The data was analyzed with ClusterFinder4 (CF4). We also analyzed the same samples from our original samples with CF4 (see Table 1). Using a creatinine concentration of 6.5 mM as recommended by the calibration resulted in 342 IROA features (pairs) with 299 features containing no missing values. Interestingly, when we used a creatinine concentration of 2 mM, we obtained 323 IROA features, with 301 features containing no missing values. Clearly, the use of highly concentrated samples is not beneficial for the number of features detected. Granted, the number in our original data set was much lower with 190 IROA features, with 180 features containing no missing values. This may be attributed to the lower IS concentration.
“The C12 and C13 peaks for most compounds are optimally measured when they are closer to a 1:1 ratio.”
We also evaluated the 12C/13C ratios of the features. Only 9.6% of the features in the 6.5 mM creatinine samples had ratios between 0.8 and 1.2. Hence, only for a small subset of features the intended ratios are seen. The percentage in the old data set and in the 2 mM creatinine samples were lower, but not drastically. It is also worth to mention, that the 6.5 mM creatinine samples had higher proportions of features with ratios >2 (27.8%) or even 10 (7.5%).

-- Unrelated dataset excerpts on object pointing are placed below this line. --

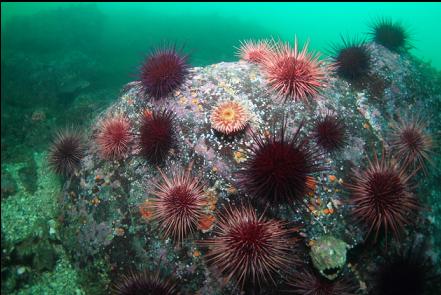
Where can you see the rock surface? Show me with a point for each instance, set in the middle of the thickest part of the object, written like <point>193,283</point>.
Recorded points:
<point>102,224</point>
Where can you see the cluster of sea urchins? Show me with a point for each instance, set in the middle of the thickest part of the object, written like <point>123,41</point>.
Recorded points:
<point>245,246</point>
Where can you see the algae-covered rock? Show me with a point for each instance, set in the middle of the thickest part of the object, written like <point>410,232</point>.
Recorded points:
<point>328,255</point>
<point>9,186</point>
<point>104,206</point>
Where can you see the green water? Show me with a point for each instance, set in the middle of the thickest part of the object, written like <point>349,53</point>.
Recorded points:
<point>113,38</point>
<point>64,63</point>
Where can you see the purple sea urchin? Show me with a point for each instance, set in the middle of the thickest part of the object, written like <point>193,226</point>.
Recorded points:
<point>278,168</point>
<point>157,136</point>
<point>391,35</point>
<point>66,152</point>
<point>178,204</point>
<point>145,283</point>
<point>382,198</point>
<point>407,272</point>
<point>410,144</point>
<point>308,282</point>
<point>248,247</point>
<point>163,71</point>
<point>352,59</point>
<point>330,132</point>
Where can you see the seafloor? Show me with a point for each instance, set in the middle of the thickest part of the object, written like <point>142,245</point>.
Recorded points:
<point>78,235</point>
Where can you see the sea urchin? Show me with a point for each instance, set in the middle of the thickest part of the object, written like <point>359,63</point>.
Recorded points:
<point>163,71</point>
<point>66,152</point>
<point>292,74</point>
<point>157,136</point>
<point>410,144</point>
<point>254,52</point>
<point>278,168</point>
<point>381,197</point>
<point>178,204</point>
<point>330,132</point>
<point>352,60</point>
<point>248,247</point>
<point>407,272</point>
<point>229,117</point>
<point>308,282</point>
<point>391,35</point>
<point>145,283</point>
<point>114,137</point>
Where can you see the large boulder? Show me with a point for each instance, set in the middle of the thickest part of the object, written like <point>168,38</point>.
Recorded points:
<point>102,218</point>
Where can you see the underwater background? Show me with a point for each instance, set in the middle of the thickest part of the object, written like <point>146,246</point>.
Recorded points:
<point>65,64</point>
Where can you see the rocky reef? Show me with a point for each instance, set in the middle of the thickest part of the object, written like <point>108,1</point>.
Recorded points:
<point>114,227</point>
<point>107,221</point>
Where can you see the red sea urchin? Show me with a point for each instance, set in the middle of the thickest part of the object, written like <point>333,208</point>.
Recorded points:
<point>66,152</point>
<point>145,283</point>
<point>293,75</point>
<point>250,248</point>
<point>157,136</point>
<point>178,204</point>
<point>330,132</point>
<point>308,282</point>
<point>114,137</point>
<point>163,71</point>
<point>278,168</point>
<point>254,52</point>
<point>410,144</point>
<point>381,197</point>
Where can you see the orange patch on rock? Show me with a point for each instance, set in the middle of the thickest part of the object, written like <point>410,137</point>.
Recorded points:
<point>206,222</point>
<point>146,210</point>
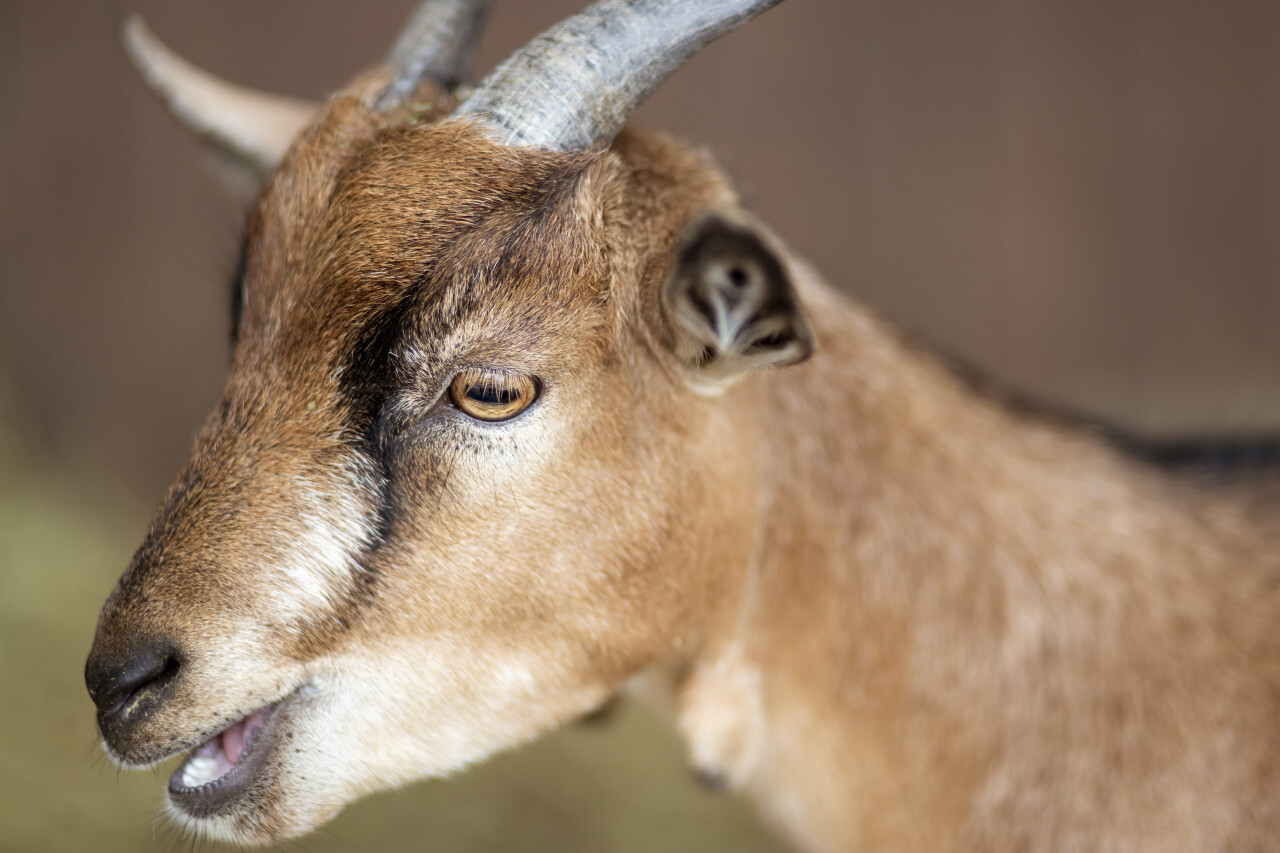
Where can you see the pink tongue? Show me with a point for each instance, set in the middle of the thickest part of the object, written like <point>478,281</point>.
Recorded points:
<point>238,734</point>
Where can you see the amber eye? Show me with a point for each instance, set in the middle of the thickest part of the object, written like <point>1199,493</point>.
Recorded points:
<point>493,395</point>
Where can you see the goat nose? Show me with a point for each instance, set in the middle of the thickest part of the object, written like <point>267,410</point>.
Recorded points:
<point>114,679</point>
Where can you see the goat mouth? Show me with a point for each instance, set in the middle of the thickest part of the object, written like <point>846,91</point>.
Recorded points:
<point>224,767</point>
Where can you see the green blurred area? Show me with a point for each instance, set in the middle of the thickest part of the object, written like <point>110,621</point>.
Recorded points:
<point>624,785</point>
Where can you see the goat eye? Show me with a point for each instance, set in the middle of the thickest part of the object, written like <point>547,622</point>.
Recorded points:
<point>493,395</point>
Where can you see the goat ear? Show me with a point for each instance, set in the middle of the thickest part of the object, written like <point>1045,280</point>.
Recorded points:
<point>731,302</point>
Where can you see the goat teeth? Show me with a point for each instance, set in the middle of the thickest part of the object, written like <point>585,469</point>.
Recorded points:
<point>199,771</point>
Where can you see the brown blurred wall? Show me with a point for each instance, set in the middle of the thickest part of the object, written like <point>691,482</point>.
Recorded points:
<point>1083,197</point>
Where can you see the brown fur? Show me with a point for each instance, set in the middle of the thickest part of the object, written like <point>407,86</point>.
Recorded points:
<point>895,614</point>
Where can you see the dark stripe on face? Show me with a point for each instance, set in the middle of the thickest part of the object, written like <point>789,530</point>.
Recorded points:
<point>238,292</point>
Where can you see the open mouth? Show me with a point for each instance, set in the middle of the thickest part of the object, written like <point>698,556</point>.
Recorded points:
<point>223,767</point>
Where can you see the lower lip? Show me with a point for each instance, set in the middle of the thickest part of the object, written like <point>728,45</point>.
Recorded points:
<point>223,767</point>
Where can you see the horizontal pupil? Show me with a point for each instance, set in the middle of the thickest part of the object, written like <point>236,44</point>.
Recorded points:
<point>492,395</point>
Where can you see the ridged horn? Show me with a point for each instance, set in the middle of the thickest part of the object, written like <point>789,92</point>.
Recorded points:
<point>254,127</point>
<point>576,83</point>
<point>438,44</point>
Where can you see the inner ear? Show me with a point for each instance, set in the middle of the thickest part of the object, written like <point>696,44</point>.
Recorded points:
<point>730,300</point>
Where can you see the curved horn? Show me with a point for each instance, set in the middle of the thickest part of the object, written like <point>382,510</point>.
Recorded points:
<point>254,127</point>
<point>576,83</point>
<point>438,42</point>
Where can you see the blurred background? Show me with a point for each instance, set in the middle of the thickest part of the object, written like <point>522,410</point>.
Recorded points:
<point>1082,197</point>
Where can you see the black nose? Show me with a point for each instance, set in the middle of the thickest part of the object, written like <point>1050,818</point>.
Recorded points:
<point>144,670</point>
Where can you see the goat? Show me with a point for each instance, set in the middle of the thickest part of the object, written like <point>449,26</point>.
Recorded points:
<point>526,410</point>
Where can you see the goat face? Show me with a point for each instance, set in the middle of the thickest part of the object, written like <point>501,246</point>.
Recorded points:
<point>374,569</point>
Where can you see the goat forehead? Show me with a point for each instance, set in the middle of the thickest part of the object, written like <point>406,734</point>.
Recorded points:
<point>434,217</point>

This would in turn indicate that the samples are too concentrated. One should also keep in mind that maintaining a creatinine concentration of 6.5 mM over all samples would require to dry down about 371 µL of urine with a creatinine concentration of 0.7 mM! Moreover, these overly concentrated samples will most likely cause a rapid contamination of the system and fast deterioration in instrument performance.

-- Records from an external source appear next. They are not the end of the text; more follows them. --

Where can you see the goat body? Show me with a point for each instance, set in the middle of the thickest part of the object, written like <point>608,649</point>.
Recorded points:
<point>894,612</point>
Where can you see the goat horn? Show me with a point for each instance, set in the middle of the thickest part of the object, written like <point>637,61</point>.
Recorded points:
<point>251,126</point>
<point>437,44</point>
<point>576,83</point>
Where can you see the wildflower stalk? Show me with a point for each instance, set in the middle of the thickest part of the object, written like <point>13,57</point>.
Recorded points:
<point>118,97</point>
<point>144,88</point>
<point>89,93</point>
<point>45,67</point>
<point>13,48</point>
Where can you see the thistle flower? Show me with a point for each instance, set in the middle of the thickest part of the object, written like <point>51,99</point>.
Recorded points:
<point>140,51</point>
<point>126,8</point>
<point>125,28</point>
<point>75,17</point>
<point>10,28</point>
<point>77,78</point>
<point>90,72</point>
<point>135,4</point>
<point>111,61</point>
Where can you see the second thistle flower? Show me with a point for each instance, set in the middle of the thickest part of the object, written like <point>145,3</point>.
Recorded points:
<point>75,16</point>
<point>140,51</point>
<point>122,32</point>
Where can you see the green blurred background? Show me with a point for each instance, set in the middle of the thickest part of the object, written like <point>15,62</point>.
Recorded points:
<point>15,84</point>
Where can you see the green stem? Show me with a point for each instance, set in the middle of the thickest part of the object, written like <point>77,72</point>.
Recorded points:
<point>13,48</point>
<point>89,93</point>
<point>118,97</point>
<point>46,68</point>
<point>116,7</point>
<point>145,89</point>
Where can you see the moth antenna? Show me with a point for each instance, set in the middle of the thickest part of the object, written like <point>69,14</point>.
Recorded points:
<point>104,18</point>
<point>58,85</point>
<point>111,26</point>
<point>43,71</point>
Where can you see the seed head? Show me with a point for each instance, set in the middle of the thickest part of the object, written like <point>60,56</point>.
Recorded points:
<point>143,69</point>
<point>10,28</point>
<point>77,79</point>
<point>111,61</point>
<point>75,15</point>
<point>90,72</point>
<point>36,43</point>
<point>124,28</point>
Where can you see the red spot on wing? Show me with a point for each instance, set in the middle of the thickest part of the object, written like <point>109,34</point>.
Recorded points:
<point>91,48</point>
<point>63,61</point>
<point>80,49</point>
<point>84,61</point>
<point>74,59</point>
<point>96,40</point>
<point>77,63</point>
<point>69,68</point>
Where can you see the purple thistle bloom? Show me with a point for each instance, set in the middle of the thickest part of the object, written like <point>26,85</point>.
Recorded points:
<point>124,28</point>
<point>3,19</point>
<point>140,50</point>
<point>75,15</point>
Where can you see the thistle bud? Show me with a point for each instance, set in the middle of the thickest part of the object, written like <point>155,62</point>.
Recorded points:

Most importantly, we also evaluated the quantitative performance by correlating the peak areas and 12C/13C ratios with quantitative data as performed in the publication. Data was analyzed with ClusterFinder4 and MZmine (see Table 2). The files from the original experiment corresponding to the 26 specimens were also evaluated as seen in Table 2.

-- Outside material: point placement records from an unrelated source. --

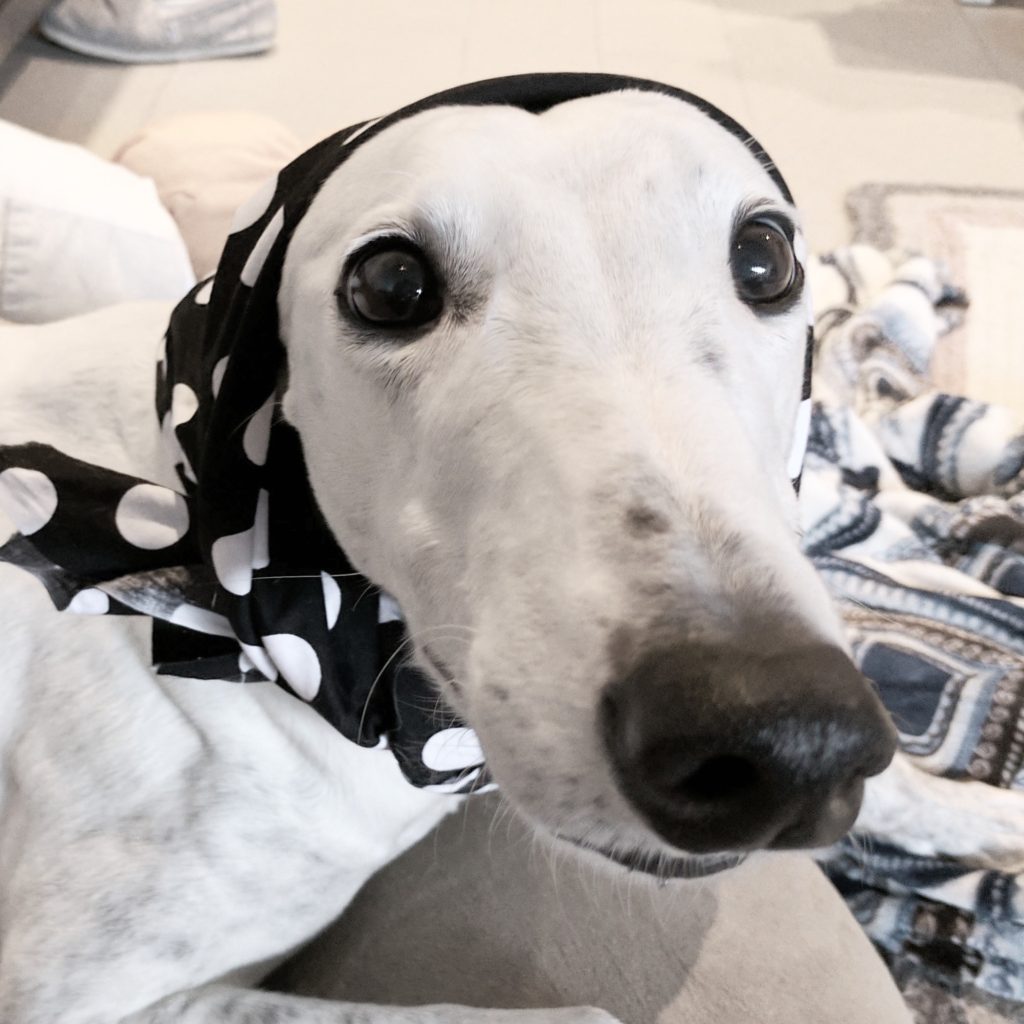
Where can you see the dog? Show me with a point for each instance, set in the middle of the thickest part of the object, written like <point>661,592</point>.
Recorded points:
<point>565,454</point>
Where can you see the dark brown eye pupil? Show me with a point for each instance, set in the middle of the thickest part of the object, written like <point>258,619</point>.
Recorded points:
<point>763,263</point>
<point>392,287</point>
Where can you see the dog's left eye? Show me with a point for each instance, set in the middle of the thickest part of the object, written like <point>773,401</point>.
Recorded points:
<point>764,266</point>
<point>390,284</point>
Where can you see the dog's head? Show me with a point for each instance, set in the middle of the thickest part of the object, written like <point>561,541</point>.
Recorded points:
<point>546,371</point>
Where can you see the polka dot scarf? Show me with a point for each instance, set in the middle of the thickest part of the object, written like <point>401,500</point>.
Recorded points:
<point>237,567</point>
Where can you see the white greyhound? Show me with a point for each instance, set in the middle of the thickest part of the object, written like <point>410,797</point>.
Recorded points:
<point>572,477</point>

While we extracted more features with CF4, which is a clear benefit, the overall quantitative performance did not significantly improve, when employing the protocol with dried urine samples and the suggested IS concentration. Only for arginine, a clearly improved correlation was seen for the ratios when using the samples adjusted to 6.5 mM creatinine and evaluated with CF4 i.e., where we exactly followed the suggested protocol (columns 6 and 7 of Table 2). Therefore, as we already stated in our original publication, the obtained improvement by employing the IROA kit in terms of quantitative performance is only moderate.
Table 2: Coefficients of determination. Missing entries correspond to cases where no bin(s) were present in the data.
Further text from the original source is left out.